= Katongo =

Katongo Temba, known mononymously as Katongo or "KT", is a Zambian-born British singer, songwriter and model. Her genre of music is Afropop.

== Early life ==
Katongo Tembo was born in Mufulira, Zambia, to Bemba parents, Fredah and Nelson Temba. Aged 11 Katongo and her family moved to Hertfordshire, England. In England she attended Primary School and then went on to attend John Henry Newman Catholic Secondary School in Stevenage. She was a Catholic in Mufulira, Zambia following her parents. She liked participating in dancing at church at small age.

Katongo later obtained a Bachelor of Science degree in International Politics at Brunel University.

== Music ==
In 2012, Katongo released her debut EP 'My Way' in 2012. The EP was released on iTunes and from it she released her first single 'Tonight'. This was accompanied by a music video which was played on Channel O, ZNBC TV, Muvi TV and Vox Africa TV. The single peaked at number 17 on German music chart Oljo. The single also received considerable radio play on radio stations in the UK, Africa and North America.

In 2013, Katongo took part in Simon Cowell's, You Generation online Talent search. Katongo's audition, titled Kat's audition on YouTube, was broadcast across the world and went viral within a few days. Katongo is signed as a songwriter to Music Publishing company SPEEGRA UK. In 2014, Katongo released her first Zambian vernacular single "Joy". This features J.K. The single peaked at number 7 on Beat99FM Nigeria and has received airplay across the African continent in nightclubs and on radio and television.

In December 2014, Katongo was announced as a winner of the Songwriting Contest UK. Her song "Make A Change" was described by judges as "an infectious and catchy reggae song with a positive message".

Katongo has also been featured in several magazines and newspapers.

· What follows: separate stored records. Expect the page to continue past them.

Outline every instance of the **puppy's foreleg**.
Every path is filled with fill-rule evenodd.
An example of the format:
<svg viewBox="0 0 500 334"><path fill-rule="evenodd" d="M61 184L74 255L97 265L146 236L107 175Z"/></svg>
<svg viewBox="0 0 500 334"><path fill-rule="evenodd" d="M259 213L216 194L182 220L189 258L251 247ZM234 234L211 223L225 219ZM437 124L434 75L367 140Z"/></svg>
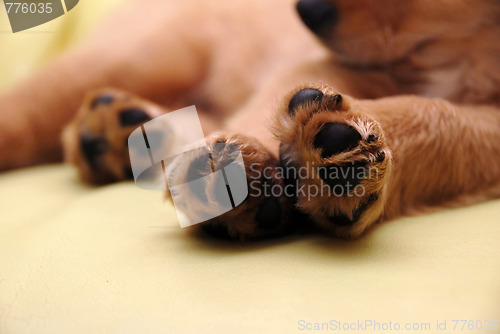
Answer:
<svg viewBox="0 0 500 334"><path fill-rule="evenodd" d="M385 218L500 196L500 110L414 96L360 101L394 164Z"/></svg>
<svg viewBox="0 0 500 334"><path fill-rule="evenodd" d="M297 207L319 227L352 238L378 221L500 196L497 108L307 89L285 99L275 132L282 165L309 171L297 182L315 192L297 194Z"/></svg>
<svg viewBox="0 0 500 334"><path fill-rule="evenodd" d="M112 86L168 100L198 84L209 46L204 30L185 21L203 22L199 11L175 3L125 5L78 49L0 96L0 170L58 160L61 130L88 90Z"/></svg>

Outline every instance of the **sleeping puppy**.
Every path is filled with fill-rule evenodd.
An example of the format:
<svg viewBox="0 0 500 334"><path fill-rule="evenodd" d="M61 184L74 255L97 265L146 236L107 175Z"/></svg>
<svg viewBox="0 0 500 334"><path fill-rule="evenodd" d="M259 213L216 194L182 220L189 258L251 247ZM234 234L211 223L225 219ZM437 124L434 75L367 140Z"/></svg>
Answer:
<svg viewBox="0 0 500 334"><path fill-rule="evenodd" d="M199 225L212 233L258 238L307 221L353 238L400 215L497 197L499 18L496 0L133 1L1 99L14 122L0 125L11 129L1 167L57 158L84 100L64 134L66 159L89 182L127 179L128 135L196 104L206 133L223 130L207 141L238 147L251 185L236 209ZM176 161L171 177L203 175L196 158ZM310 219L297 222L297 211Z"/></svg>

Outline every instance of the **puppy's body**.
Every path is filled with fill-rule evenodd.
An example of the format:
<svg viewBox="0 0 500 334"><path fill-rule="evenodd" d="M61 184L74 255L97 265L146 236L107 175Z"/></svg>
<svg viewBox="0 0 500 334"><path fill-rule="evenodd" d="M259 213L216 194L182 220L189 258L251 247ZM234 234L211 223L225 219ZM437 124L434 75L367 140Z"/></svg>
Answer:
<svg viewBox="0 0 500 334"><path fill-rule="evenodd" d="M371 146L360 144L366 150L356 151L357 155L344 161L372 159L370 163L381 171L379 180L363 181L371 200L318 196L308 202L298 198L295 203L337 235L357 236L376 221L422 208L499 195L500 71L494 70L500 67L497 1L385 0L377 6L349 0L301 3L303 20L335 53L304 29L294 12L294 1L179 4L148 0L127 4L79 49L2 97L0 107L8 114L4 120L9 124L0 124L5 130L0 136L0 168L57 158L60 131L85 93L113 86L155 101L165 108L163 112L196 104L205 131L225 128L237 133L216 138L244 147L250 162L273 168L277 162L269 156L278 156L280 141L288 145L290 160L295 157L293 162L299 165L314 159L320 164L337 161L338 157L325 160L314 155L319 153L309 153L317 151L306 138L317 135L321 124L353 126L364 136L363 141L367 140L363 129L378 129L380 141ZM330 15L328 26L311 21L318 5ZM129 23L132 17L134 24ZM73 78L70 84L68 77ZM338 110L307 104L303 112L309 116L298 114L305 117L303 123L297 121L299 117L291 123L278 118L281 123L275 127L282 130L273 134L268 123L277 106L286 112L283 105L291 98L286 94L296 92L298 86L306 87L304 82L318 81L326 84L319 91L327 99L338 91L364 99L412 93L445 98L456 105L417 97L373 101L346 97L350 102L342 111L347 113L314 116L308 114L308 108ZM108 123L114 116L96 116L90 107L96 96L91 97L67 131L68 156L89 181L100 180L100 173L123 179L123 168L112 167L110 162L127 161L126 150L118 147L123 134L110 134L114 125ZM150 117L160 110L127 98L101 109L113 115L120 112L119 106L134 101ZM153 109L156 111L150 111ZM46 117L49 114L52 117ZM307 128L308 124L317 127ZM111 153L100 158L102 170L90 168L80 152L81 136L89 133L119 143L110 144ZM247 145L240 135L256 137L261 144ZM16 151L10 149L14 144L19 147ZM250 153L256 150L270 155L255 158ZM378 161L374 154L380 152L387 156ZM111 154L115 157L109 158ZM282 209L289 208L288 200L279 201ZM255 214L262 216L259 206L267 207L265 203L268 199L250 201L223 217L229 234L265 235L254 221ZM242 212L249 218L235 222ZM343 217L349 226L332 227L333 218L326 216ZM283 217L287 215L277 220ZM286 223L276 230L282 225Z"/></svg>
<svg viewBox="0 0 500 334"><path fill-rule="evenodd" d="M326 53L297 20L293 5L289 0L125 4L76 50L2 96L0 169L60 158L61 129L85 93L100 87L130 91L169 108L196 104L222 121L276 71ZM12 145L20 149L13 152Z"/></svg>

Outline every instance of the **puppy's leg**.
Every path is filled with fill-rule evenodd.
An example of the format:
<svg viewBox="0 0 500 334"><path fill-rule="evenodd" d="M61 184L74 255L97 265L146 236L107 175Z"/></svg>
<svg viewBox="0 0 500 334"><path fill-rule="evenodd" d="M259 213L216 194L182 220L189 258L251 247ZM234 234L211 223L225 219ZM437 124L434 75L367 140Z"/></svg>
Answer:
<svg viewBox="0 0 500 334"><path fill-rule="evenodd" d="M357 237L375 222L500 196L500 112L402 96L355 100L302 87L275 122L281 160L317 226Z"/></svg>
<svg viewBox="0 0 500 334"><path fill-rule="evenodd" d="M0 170L58 160L61 130L89 90L112 86L162 102L185 98L207 68L207 34L186 24L203 24L198 14L180 2L132 1L79 48L5 92Z"/></svg>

In 2015 she featured on the cover of the Bulletin and Record Magazine May Issue.

Katongo has performed across the UK and has collaborated with various artists including popular artists from Zambia including J.K, Cactus Agony, Slapdee, BM Cleo Ice Queen and producer Shom-C.

Katongo released her new single "Baba" on June 15, 2015.

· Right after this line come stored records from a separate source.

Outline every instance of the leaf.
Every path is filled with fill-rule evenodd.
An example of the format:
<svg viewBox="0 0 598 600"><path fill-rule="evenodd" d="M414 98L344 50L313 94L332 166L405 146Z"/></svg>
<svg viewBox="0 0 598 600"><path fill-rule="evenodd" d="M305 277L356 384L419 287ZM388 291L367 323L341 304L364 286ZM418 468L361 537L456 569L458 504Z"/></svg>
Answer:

Katongo wrote "I am Back Again" in 2015. Katongo released her new single "All Over Me". This song enjoyed radio airplay in the UK
(Kiss FM, Rinse FM, Reprezent Radio), Australia, US and across over 140 radio stations worldwide. In addition to her solo project, Katongo collaborated with the reggae artist, Cactus Agony, on a song
called "Kiss of Life". "Kiss Of Life" peaked at Number 7 on the MTV Base music video charts.

Alongside her music, Katongo enjoys doing charity work and has been aligned with the charity ‘Africans Unite Against Child Abuse’ (AFRUCA). Recognised as a supporter of the charity, Katongo alongside other speakers, has spoken at the House of Commons on two occasions.

Furthermore, Katongo is also an international model and has appeared in music videos and adverts, as well as beauty and entertainment magazines (Cocogal UK, Poize Magazine Nigeria,
Promota Magazine and EZM).

In 2018, Katongo released a new single called "Tinofara" featuring Slap Dee. This is the first release from her upcoming debut album. "Tinofara" was playlisted on different radio stations in Zambia, Nigeria, Ghana and the United Kingdom. "Tinofara" was selected by the BBC for the BBC Introducing platform and Katongo was invited for an interview and to showcase the song on BBC Radio. In 2019. Katongo released a new single called "Once in a Life Time".

==Modelling==
Katongo started modelling in 2010 when she participated in and won a title at the 'Miss African Spirit' Beauty pageant UK. She went on to feature in music videos and magazines and TV adverts. In 2014, Katongo signed a modelling contract with Black Afro Queens Agency in the UK.